Desdobramentos da Operação Frankmobile
No dia 10 de setembro de 2026, o Ministério Público de São Paulo (MPSP) levou a cabo uma intensa operação contra um esquema sofisticado de furto, roubo e receptação de celulares, nomeada Frankmobile. Após quase dois anos de investigações, a ação resultou na prisão de 15 indivíduos e na execução de mandados em São Paulo e Goiás.
A operação foi autorizada pela Justiça, que liberou seven mandados de prisão preventiva e 84 de busca e apreensão. Os alvos são considerados figuras centrais de uma organização criminosa que atua na comercialização irregular de celulares, incluindo atividades como desbloqueio, receptação e emissão de notas fiscais fraudulentas.
Volume de Apreensões e Mais Prisões
Até o momento, foram contabilizados 453 celulares apreendidos, com um volume significativo de 10 mil aparelhos e peças em dois endereços distintos, incluindo o Shopping Mundo Oriental. A operação também resultou na apreensão de R$ 122,5 mil, além de dólares e outros bens, como eletrônicos e estupefacientes.
Entre os principais alvos da investigação estão diversos indivíduos identificados como operacionais e prestadores de serviços essenciais para a organização, incluindo nomes conhecidos no meio da comercialização de produtos eletrônicos.
Como Funciona a Rede Criminosa?
Os promotores afirmaram que a quadrilha é composta por quatro núcleos distintos. O primeiro envolve os autores dos furtos e roubos, utilizando métodos como quebra de vidros de veículos durante congestionamentos. Os celulares são rapidamente transferidos para receptadores, e somente em 20 a 25 minutos após o crime, o aparelho pode ser desbloqueado pelos chamados “Icloudeiros”.

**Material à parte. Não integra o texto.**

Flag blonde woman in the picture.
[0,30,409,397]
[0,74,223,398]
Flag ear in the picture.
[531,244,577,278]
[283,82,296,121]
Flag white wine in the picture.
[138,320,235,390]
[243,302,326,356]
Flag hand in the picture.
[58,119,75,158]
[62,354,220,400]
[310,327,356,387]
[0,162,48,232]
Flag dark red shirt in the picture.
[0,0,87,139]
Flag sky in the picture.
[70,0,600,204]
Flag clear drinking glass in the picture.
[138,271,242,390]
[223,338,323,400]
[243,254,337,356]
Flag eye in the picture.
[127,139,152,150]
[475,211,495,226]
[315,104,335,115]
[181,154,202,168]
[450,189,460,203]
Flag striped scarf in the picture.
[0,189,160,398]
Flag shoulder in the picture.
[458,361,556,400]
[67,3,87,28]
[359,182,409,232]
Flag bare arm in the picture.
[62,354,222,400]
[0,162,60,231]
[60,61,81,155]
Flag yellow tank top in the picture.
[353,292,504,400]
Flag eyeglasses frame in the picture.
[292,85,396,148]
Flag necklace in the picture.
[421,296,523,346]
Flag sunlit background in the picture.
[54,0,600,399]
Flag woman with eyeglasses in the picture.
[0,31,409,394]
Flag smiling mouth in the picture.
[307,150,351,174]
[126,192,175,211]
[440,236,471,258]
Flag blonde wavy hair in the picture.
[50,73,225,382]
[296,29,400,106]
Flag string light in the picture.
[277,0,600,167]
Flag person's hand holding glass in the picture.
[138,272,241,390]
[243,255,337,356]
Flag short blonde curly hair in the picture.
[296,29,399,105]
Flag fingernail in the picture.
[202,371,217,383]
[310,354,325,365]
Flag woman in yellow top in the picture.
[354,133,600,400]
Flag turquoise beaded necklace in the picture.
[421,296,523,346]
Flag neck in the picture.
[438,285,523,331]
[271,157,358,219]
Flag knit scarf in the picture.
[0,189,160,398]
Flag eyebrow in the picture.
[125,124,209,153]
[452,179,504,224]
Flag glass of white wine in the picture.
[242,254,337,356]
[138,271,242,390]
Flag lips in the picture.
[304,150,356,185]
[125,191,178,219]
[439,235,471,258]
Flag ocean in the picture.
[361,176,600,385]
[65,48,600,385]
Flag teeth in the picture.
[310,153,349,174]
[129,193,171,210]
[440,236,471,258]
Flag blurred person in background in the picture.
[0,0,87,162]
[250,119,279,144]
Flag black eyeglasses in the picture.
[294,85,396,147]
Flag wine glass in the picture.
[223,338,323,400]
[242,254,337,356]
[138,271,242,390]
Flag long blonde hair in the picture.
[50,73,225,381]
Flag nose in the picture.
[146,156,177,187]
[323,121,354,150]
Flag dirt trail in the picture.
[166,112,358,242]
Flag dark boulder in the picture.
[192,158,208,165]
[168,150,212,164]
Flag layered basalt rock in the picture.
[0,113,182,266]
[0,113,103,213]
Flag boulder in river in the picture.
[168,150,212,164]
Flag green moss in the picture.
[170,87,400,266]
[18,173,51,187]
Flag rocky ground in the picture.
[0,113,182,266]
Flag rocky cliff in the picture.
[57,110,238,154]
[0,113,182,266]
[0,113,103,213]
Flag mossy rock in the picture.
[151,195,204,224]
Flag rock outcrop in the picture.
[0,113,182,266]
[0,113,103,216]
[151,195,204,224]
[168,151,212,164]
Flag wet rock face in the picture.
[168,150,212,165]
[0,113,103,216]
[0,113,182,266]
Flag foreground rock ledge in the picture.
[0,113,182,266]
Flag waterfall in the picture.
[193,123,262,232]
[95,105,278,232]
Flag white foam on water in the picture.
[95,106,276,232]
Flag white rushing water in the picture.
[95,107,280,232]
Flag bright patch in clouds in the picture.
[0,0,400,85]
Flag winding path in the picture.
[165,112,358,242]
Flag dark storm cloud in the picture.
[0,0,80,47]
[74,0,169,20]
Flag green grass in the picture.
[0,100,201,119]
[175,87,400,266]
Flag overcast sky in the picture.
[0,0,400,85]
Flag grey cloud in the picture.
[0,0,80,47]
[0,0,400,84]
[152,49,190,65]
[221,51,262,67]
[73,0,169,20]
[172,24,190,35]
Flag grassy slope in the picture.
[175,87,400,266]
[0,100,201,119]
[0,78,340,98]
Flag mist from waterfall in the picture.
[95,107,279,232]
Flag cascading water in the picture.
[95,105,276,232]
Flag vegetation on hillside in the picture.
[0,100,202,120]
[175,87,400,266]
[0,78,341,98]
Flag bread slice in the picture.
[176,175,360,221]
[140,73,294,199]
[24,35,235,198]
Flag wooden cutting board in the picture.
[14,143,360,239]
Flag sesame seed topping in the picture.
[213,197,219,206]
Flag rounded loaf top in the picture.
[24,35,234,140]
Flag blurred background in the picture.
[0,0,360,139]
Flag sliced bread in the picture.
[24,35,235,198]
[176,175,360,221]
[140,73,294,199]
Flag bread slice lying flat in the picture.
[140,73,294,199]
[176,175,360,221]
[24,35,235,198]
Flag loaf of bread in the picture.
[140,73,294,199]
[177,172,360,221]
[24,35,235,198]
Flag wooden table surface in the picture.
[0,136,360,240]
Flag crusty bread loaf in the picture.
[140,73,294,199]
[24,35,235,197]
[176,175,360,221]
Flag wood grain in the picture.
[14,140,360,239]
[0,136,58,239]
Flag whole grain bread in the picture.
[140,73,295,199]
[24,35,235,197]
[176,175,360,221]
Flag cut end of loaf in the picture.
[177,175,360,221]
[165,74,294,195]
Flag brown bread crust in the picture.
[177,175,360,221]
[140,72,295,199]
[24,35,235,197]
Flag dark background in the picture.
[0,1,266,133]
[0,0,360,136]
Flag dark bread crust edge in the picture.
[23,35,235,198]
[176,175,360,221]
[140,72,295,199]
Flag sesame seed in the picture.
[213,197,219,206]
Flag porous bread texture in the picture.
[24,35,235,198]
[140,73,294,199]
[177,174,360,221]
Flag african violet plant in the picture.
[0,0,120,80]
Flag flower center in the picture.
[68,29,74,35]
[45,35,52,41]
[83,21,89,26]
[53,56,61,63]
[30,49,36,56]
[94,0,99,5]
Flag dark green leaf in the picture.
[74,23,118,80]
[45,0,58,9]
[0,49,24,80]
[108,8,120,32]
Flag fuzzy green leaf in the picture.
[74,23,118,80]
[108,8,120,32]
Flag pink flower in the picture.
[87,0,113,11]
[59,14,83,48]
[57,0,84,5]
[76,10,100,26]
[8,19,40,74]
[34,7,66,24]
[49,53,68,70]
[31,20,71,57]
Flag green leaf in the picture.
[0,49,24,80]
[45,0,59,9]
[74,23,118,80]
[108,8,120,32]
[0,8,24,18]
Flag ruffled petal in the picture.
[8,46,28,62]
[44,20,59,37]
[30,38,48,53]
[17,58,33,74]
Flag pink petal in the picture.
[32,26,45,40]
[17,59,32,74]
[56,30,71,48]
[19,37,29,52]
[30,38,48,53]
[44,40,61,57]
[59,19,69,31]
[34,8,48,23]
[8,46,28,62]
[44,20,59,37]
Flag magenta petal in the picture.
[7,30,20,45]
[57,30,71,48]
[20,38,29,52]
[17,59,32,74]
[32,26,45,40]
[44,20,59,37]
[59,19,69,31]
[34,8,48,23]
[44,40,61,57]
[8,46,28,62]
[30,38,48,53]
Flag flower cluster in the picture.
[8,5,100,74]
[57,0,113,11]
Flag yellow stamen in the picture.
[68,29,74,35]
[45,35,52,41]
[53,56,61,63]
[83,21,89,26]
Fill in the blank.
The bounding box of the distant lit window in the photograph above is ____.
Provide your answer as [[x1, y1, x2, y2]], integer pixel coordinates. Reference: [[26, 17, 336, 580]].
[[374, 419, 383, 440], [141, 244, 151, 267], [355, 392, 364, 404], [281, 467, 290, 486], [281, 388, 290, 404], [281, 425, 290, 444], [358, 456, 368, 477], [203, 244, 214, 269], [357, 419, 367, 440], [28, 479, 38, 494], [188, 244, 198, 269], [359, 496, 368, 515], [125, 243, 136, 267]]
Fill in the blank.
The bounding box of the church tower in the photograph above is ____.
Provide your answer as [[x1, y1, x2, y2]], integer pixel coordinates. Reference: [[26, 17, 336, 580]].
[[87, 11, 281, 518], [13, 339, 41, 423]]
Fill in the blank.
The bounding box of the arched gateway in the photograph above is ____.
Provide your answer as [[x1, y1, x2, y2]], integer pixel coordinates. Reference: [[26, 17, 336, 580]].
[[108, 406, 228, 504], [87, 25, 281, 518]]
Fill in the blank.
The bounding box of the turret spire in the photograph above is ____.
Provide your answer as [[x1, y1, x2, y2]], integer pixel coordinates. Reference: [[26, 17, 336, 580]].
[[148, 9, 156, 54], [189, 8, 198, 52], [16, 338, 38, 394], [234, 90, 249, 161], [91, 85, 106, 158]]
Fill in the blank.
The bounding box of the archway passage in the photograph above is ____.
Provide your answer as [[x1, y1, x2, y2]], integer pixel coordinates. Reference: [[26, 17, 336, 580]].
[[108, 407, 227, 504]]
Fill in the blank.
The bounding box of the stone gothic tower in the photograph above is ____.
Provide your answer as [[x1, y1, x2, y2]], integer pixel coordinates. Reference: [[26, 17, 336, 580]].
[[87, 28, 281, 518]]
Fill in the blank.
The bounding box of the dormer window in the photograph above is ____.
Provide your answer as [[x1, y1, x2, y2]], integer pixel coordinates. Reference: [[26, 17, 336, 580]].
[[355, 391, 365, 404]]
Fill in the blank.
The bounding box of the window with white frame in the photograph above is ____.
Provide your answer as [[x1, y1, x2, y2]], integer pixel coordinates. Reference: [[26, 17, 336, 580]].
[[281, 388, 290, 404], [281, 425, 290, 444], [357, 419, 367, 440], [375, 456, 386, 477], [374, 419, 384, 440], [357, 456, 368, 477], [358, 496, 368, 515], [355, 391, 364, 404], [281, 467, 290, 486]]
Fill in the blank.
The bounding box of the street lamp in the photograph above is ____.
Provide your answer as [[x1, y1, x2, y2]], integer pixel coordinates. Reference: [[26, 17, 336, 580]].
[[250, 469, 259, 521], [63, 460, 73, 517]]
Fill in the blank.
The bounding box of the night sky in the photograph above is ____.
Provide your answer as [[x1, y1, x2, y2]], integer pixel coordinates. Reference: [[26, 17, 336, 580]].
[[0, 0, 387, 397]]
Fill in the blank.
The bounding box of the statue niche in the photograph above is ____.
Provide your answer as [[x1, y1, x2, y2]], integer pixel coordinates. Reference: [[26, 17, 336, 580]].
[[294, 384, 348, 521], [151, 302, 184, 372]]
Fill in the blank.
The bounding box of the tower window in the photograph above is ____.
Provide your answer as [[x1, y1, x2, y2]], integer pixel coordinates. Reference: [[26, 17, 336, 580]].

Outro núcleo, responsável pela alteração e revenda, modifica características dos aparelhos para dificultar sua identificação. Esse grupo utilizava ferramentas especializadas e até um sofisticado esquema de falsificação de notas para simular vendas legítimas. Além disso, a network conectava-se a diversos pontos de venda, onde estavam disponíveis produtos de origem ilícita.
Impacto e Medidas Futuras
A operação vem como uma resposta ao alarmante aumento de roubos e furtos de celulares em São Paulo, que, em 2025, ultrapassou 154 mil ocorrências. Os promotores esperam que a desarticulação dessa rede impacte significativamente as estatísticas de crimes relacionados à tecnologia no estado.
Com a mobilização de mais de 1.700 agentes, a operação continua em andamento, e a contagem dos materiais apreendidos ainda não foi finalizada. O MPSP busca não apenas prender os envolvidos, mas também recuperar os valores e a segurança dos cidadãos.